Pasang Tshering Sherpa, her local trekking agent, said she made it to the top of the 8,848-meter peak as part of an 18-member team via the southeast ridge route in Nepal.
Her expedition was organized by International Mountain Guides, a U.S.-based expedition organizer.
“Back in Kathmandu after three heli rides! My flight back to Tokyo Narita is tomorrow . . . and next week, I’ll be heading to Alaska for Denali so this quick descent from Basecamp was just perfect,” Minamaya said on her Facebook page Wednesday.
On Tuesday she wrote, “Yesterday, I was on Mt. Everest. Top of the world — 8,848m!!!”
“I am absolutely exhausted, my whole body aches, and my toe nails feel like they’re gonna fall off. . . . But I am so happy and exited I can’t sleep!”
Minamiya already holds the distinction of being the youngest woman in the world to climb 8,163-meter Mount Manaslu, the eighth-highest mountain in the world, in west-central Nepal. She achieved the feat in October last year.

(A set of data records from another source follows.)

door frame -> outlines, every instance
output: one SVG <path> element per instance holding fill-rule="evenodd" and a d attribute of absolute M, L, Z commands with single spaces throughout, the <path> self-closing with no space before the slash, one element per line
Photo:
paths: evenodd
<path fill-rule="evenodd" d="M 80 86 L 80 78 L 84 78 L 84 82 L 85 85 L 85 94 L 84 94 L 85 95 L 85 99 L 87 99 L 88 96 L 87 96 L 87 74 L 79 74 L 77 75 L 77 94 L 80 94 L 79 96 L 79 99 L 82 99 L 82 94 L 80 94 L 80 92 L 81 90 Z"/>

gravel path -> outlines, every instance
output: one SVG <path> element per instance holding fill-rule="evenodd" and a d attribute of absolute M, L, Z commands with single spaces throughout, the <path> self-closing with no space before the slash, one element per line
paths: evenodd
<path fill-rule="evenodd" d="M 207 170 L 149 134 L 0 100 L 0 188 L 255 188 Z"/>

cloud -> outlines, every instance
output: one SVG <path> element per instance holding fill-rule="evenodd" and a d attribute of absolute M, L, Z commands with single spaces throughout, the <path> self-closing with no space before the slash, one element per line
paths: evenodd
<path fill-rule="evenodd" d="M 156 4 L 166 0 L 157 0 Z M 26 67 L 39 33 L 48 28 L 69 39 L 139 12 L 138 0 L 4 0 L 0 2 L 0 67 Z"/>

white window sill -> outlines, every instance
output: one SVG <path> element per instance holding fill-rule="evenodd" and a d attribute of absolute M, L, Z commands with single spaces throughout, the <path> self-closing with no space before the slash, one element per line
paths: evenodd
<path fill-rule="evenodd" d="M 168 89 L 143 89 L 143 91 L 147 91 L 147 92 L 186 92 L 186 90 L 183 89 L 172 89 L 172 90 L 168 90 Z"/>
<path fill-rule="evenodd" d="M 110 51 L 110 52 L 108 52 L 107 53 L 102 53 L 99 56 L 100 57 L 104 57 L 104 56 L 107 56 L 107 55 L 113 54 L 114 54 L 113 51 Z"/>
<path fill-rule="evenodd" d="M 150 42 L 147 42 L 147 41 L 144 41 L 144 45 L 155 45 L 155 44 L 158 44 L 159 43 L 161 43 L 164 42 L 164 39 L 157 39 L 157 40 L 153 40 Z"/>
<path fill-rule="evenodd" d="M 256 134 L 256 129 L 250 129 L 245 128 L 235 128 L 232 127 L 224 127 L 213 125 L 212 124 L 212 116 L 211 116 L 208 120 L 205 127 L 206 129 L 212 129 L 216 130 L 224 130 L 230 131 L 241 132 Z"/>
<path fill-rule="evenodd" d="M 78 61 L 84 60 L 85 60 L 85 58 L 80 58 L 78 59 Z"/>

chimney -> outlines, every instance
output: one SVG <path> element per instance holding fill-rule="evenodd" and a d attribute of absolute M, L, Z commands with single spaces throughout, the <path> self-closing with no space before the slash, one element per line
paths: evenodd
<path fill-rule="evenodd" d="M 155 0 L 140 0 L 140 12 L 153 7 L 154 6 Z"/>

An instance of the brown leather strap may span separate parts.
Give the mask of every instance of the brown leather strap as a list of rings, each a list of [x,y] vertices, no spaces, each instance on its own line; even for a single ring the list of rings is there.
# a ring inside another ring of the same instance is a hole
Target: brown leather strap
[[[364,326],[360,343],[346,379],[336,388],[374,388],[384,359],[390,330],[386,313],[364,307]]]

The youngest female to climb Mount Everest is India’s Malavath Purna, who climbed the mountain at the age of 13 in 2014. Purna climbed the mountain from the Tibet side because Nepal does not allow people under 16 to climb it.
Over 400 climbers climbed Mount Everest from the Nepal side this season since Sherpas fixed the route on May 11, according to Shrestha.
“Expeditions on Mount Everest wrapped up Wednesday and climbers are now descending. The season is over,” he said.
A total of 289 foreigners were issued permits to climb the mountain this season.
Three foreigners — an Indian, an Australian and a Dutchman — died on the slopes of the mountain since Friday, and two Indian climbers are missing since Saturday.
Climbing resumed this year after two calamitous years.
In 2014, an avalanche killed 16 Sherpas, leading to the cancelation of the climbing season that year. In 2015, another avalanche triggered by a magnitude-7.8 earthquake killed 18 people and also led to the season being called off.